Amphibian means 'two lives'. Most amphibians are charactised by a distinctive aquatic larval stage called the tadpole. These tadpoles metamorphose into the adult form and then usually leave the water in which they developed. Typically, tadpoles develop in fresh water, and amphibians in general have a low tolerance of saline conditions.
This docile frog is one of the biggest frogs (up to 10cm), and although found in many types of habitat, it is usually found around human habitation in mailboxes, meter boxes, downpipes, bathrooms and toilets. In their natural environment they hide in hollow tree limbs and rock crevices.
I evicted this frog from the toilet at my parent's house and found him a nice damp spot by the 'frog pond', but surprise, surprise, he found his way back to the toilet.
Green Tree Frogs, Litoria caerulea, are nocturnal and will emerge from their daytime sleeping hide after dark to feed on insects. It will take anything that fits into its gaping mouth, often shoving it in with its hands. Occasionally I find one on my back porch taking advantage of insects attracted to the outside light.
As well as calling to attract a mate during spring and summer, Green Tree Frogs call at other times, especially during or after rain. Its native predators are snakes, lizards and birds.
Frogs' eyesight and hearing
Frogs need good eyesight as they usually only eat prey that is alive and moving, therefore they generally have large, bulging eyes. They are located on top of the head to allow a wide field of view. As frogs are nocturnal, their night vision is generally well developed.
A frog can protect its eyes with a transparent 'eye-lid' called a nictitating membrane. This transparent membrane permits the frog to see underwater.
The transparent eye membrane
The tympanum (eardrum) behind the eye
Unfortunately, I don't hear the call of the Green Tree Frog in the Hunter Valley as frequently or in such numbers as when I was a child. Populations are thought to be declining due to habitat modification (land clearing, introduction of invasive weeds, filling of ditches and drains), and pollution.

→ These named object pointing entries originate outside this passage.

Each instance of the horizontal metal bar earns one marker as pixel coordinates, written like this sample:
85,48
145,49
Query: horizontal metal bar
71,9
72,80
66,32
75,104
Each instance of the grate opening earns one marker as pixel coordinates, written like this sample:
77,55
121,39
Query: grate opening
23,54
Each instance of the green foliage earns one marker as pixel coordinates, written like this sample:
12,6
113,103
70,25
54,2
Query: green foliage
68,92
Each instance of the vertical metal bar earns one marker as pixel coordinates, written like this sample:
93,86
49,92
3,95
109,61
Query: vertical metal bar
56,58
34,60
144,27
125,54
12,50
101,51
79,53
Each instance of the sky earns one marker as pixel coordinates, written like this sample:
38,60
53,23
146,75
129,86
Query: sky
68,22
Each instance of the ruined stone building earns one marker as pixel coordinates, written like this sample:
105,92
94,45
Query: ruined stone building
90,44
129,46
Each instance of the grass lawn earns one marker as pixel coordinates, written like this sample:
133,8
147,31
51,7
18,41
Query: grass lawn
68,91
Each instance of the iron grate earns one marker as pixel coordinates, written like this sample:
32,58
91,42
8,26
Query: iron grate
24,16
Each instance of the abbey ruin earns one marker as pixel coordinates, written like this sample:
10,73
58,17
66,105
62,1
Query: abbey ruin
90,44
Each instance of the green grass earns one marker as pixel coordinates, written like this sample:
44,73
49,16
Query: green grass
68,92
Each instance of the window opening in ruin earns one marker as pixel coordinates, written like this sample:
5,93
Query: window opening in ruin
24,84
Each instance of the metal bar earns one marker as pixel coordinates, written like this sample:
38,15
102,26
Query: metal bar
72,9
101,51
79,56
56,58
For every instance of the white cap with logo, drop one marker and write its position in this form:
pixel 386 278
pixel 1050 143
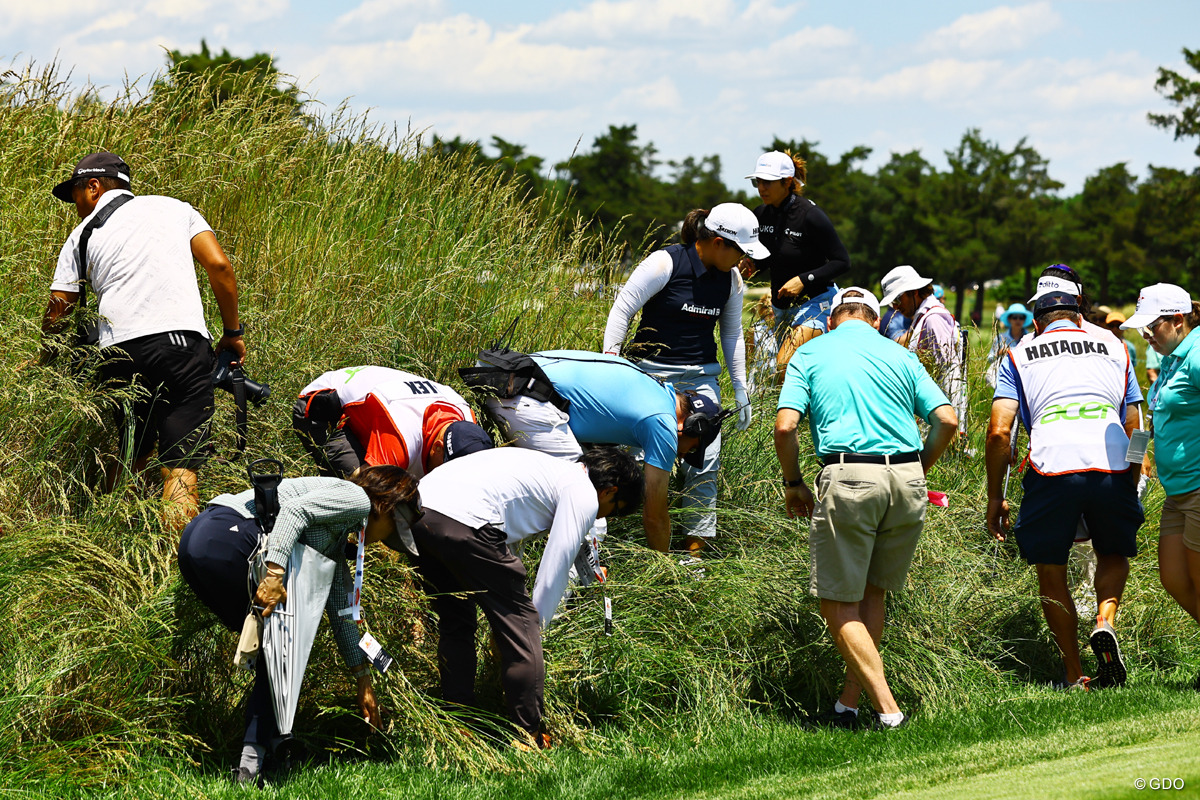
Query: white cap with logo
pixel 858 294
pixel 737 223
pixel 1158 300
pixel 773 166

The thin, porous skin of frogs and tadpoles makes them sensitive creatures. Through this skin, they absorb chemicals from the air and water, therefore, in areas where water or air pollution has occurred, the local frog community will be affected and there are likely to be very few frogs.
Well, come on in - no need to knock
Frogs will need help and consideration from all of us (industry and residential) if they are to thrive as they should.
The night-time frog chorus of several frog species in the paddock adjoining our house-yard following prolonged periods of rain over summer in the Hunter Valley, is an encouraging sound indeed.